Take a look at one of the best boards of the era — ASUS P2B. All of the above would be needed.
Can confirm - I recently built an AT system from fully disassembled case, as the case was gross and all parts/screws/plastics needed a bath. My hands were very rough by the end, lots of small cuts!
This is exactly what the IBM PS/1 2168 have (see the unboxing section).
But I missed that part of your post. I haven't seen integrated VLB before, only slotted. Does this board have an expansion to 2MiB? Though that would only matter if you wanted higher resolution/colors.
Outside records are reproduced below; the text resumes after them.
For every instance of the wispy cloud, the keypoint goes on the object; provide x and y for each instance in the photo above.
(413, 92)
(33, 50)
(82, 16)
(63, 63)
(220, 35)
- Commodore 128 with dual floppy drive vs my tape-only C64 - Maxed out Amiga 1000 with a bunch of sampler and MIDI extensions vs my A500 + 512kb - B/W PowerMac G3 fully expanded just because - Dual Celly 300A @ 450 with Dual Voodoo II vs my 450 with single Voodoo II
Nothing after that had this "I really want this, but I can't get it" thing. I just bought what I wanted.
It had a CD-ROM, speakers and sound and color and everything. I think it was $10,000, or that's what the computer teacher said.
It worked until I started to store some boxes horizontally.